PAYMENTS TO ACADEMIES.
You may make payments by using a credit card or debit card. The Academy receives the proceeds of all payments less any convenience fees associated with the transaction. Use of payments at the Academy is governed exclusively by your agreement or arrangement with the Academy, and we are not responsible for the Academy’s handling of payments after the Academy receives the funds.
Payment processing shall be performed by a third party, designated by DeSales from time to time, that is compliant with the payment card industry data security standards (PCI compliant). The designated third party payment processor will collect credit card and debit card information from you.
Payments shall be processed promptly for the Academy’s use. However, a number of factors, several of which are outside of our control, will contribute to when the funds are actually received by the Academy. We make no representations or warranties regarding the amount of time needed to complete processing, such as delays in the banking system. If you have any questions regarding Payments, please contact the designated party at the Academy.
FEES AND CHARGES.
The Service is a fee-based service provided by DeSales and its affiliates.
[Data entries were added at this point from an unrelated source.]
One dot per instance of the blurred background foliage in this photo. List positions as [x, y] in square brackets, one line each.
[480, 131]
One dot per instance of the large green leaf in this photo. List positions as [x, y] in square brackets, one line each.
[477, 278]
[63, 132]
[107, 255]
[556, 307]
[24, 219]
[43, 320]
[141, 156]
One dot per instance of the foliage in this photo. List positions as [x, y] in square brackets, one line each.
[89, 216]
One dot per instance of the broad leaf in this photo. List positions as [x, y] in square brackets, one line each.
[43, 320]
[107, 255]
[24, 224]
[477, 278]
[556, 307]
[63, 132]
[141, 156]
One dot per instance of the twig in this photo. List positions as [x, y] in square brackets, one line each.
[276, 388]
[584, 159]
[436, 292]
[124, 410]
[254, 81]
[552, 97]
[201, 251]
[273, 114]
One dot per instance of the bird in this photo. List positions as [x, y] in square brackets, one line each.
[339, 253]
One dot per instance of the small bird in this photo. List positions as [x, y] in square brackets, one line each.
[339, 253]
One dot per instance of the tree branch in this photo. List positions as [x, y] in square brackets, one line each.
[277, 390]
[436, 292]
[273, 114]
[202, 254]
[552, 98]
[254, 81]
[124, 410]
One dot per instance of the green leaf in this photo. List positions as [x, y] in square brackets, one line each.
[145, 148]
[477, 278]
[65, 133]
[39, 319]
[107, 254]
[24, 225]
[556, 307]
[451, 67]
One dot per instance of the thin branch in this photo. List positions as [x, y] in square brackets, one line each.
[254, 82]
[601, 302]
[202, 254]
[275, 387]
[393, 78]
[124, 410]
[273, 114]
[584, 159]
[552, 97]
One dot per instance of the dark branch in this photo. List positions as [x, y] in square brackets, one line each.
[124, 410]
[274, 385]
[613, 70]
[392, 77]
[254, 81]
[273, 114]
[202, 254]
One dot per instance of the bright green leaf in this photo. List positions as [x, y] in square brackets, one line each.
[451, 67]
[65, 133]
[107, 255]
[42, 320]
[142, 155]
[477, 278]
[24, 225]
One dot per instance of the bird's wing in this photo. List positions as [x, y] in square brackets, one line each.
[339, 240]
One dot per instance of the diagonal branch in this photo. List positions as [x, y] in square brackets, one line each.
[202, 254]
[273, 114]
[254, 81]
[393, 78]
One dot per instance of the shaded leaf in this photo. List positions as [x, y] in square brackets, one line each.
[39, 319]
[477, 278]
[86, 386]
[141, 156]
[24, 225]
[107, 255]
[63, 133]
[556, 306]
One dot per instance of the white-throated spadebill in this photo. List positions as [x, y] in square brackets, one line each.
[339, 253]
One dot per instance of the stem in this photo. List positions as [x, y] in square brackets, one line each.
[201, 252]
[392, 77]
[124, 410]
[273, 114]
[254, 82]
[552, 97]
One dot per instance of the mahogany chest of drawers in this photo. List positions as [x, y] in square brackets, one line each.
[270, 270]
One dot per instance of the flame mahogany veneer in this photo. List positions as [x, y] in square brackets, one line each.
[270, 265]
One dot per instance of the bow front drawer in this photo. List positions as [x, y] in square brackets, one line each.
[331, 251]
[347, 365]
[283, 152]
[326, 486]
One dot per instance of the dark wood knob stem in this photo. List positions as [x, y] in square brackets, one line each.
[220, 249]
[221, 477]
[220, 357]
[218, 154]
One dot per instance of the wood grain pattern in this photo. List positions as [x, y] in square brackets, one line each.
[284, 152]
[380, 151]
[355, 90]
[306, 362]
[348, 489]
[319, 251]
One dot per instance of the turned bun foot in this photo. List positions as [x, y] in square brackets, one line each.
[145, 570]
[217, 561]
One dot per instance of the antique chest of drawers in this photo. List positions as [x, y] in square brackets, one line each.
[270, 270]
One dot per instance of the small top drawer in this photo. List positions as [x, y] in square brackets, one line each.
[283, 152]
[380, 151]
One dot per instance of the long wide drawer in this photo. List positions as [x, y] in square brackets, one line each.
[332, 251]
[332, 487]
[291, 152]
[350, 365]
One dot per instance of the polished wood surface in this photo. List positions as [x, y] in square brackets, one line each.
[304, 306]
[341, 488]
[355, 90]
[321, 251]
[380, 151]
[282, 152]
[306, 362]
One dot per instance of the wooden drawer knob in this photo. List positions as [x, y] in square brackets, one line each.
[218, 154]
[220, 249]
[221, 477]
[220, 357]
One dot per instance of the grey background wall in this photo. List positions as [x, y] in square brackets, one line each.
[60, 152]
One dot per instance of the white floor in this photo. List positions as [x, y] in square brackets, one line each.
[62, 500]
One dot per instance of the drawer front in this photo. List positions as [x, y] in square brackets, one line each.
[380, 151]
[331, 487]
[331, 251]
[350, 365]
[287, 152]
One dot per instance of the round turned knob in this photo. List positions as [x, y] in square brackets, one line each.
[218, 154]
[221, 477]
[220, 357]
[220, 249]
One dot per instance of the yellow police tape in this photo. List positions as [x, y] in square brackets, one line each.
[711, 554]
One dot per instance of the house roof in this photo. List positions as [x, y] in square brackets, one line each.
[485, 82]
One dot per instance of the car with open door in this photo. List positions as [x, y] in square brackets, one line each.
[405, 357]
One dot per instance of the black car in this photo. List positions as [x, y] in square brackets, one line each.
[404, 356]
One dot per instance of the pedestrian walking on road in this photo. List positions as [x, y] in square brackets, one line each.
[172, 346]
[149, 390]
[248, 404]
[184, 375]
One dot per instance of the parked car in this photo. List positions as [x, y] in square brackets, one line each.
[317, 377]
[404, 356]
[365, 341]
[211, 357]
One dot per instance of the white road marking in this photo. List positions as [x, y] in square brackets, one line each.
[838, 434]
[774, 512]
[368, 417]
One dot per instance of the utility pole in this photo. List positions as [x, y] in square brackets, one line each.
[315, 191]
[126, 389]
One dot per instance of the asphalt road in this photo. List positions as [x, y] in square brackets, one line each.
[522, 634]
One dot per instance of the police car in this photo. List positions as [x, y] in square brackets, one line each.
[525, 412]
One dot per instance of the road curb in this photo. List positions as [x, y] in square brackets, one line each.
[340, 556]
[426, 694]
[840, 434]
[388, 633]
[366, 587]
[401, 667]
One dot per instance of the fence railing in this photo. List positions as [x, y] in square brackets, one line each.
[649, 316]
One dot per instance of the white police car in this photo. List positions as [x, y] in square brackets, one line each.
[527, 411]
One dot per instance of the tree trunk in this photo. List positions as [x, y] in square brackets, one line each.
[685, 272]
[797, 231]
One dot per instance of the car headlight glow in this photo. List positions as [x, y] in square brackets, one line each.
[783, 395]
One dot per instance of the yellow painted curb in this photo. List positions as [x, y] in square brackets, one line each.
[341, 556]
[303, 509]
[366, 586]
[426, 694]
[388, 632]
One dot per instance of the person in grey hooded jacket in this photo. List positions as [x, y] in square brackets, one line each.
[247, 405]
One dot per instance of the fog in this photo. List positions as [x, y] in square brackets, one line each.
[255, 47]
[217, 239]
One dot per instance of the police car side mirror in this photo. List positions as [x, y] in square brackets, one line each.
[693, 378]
You may be required to pay a convenience fee for your use of this Service. If you are required to pay a convenience fee, you will be notified prior to finalizing your payment of the exact amount of the convenience fee.
For refund questions, please contact the Academy office.
The Service may only be accessed by the Internet. It is your responsibility to meet these requirements.
Use of the Service by the Internet:
(a) requires access to the Internet;
(b) requires an up-to-date internet browser; and
(c) may require other associated hardware and/or software.
DISCLAIMER OF WARRANTIES; LIMITATION OF LIABILITY.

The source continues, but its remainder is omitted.